Despite the increasing number of incidents, however, the total number of credentials spilled over each calendar year has trended downward, not counting the slight tick upward in 2019 (Figure 3). Since this report’s primary focus is to prevent credential reuse in postspill fraud attempts, this is good news, even if the number of events is climbing.
The distribution of spill size varied widely, which can make it hard to instinctively understand what a “normal” breach looks like. A box plot of spill size by year illustrates the problem (Figure 4). The mean and median sizes of a credential spill across all years are comparatively small, but a small number of large outliers skews the distribution. Even if we remove the top 20 outliers that contained greater than 100,000,000 credentials (Figure 5), it’s clear that a small number of large incidents are responsible for a large proportion of the total credentials spilled.
By comparing average and median spill sizes, we can get another view of the trends. The difference between these values helps us understand the degree to which outliers on either end of the distribution distract from the tendency in the data. In each of the past five years, the average (Figure 6) has been significantly larger than the median (Figure 7), confirming our observation that a small number of large incidents was distracting attention from more “typical” spills.

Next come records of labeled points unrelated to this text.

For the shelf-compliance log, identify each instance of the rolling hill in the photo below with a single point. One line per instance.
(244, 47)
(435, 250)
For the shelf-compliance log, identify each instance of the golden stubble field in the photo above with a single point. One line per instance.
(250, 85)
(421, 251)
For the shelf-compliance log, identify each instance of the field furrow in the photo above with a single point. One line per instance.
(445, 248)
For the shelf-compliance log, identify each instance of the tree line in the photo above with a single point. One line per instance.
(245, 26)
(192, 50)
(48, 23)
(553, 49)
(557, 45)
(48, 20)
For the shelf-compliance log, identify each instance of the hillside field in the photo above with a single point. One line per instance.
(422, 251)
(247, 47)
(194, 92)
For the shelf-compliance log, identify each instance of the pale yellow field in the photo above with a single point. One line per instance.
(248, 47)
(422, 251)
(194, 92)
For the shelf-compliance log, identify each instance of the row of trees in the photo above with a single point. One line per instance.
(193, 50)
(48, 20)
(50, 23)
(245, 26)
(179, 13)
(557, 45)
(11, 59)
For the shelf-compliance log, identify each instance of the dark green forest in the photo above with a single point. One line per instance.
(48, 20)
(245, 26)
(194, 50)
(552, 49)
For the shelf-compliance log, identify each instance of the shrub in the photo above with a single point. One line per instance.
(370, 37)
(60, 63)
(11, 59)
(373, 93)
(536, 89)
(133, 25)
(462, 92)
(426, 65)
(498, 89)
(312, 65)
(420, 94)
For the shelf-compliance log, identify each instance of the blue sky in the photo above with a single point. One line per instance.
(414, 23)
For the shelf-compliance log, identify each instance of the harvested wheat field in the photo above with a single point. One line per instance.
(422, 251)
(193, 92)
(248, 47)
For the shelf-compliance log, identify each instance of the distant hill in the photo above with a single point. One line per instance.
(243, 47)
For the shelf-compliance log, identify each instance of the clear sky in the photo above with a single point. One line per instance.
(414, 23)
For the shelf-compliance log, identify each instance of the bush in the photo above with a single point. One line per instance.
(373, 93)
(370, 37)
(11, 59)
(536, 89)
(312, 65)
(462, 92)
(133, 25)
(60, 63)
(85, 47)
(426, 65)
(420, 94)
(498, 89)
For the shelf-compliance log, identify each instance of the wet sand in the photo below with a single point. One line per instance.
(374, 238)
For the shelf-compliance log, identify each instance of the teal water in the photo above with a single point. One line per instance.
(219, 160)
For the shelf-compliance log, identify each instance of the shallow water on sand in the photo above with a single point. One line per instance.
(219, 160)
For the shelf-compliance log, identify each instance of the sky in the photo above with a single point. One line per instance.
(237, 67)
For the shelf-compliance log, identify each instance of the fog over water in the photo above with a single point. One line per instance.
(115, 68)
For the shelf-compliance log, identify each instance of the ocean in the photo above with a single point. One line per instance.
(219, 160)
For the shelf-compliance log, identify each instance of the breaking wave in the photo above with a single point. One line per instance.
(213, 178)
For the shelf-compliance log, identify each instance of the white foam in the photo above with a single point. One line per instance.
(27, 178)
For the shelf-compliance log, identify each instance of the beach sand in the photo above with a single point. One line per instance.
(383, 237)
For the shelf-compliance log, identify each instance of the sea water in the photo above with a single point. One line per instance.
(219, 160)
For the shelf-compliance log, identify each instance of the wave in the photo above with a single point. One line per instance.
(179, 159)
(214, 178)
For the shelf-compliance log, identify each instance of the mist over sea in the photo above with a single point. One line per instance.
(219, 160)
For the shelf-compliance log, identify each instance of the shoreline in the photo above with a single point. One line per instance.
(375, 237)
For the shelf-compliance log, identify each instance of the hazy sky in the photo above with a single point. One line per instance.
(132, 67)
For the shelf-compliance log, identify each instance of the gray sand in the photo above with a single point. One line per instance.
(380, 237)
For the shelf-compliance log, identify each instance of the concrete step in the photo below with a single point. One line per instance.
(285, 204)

To check for any seasonality to credential spills, we also plotted the rate of incidents occurring (or being announced) (Figure 8) and the rate at which credentials were spilled over the calendar year (Figure 9). We noted that, for the most part, incidents tended to accumulate gradually and more or less evenly, barring a few days, such as 10/31/2020, when a large number of incidents were announced. Due to the wide variance in spill size and the apparently random timing of incidents, however, credentials sometimes accumulated slowly, and sometimes leapt up as enormous, billion-record incidents were announced. We observed no meaningful relationship in terms of dates or seasons and credential spills.
In sum, the picture that emerges after examining five years of credential spills is that spills are becoming more common, but smaller. At the same time, it’s too soon to celebrate. The total number of spilled credentials in 2020 was still 1.86 billion, which is greater than the population of any country on Earth, and still more than enough for attackers to make a living from their theft, resale, and exploitation. The fact that credential spills are simultaneously becoming smaller and more frequent seems to indicate that we are seeing a previously chaotic market stabilize as it reaches greater maturity, and not that we’re winning the war.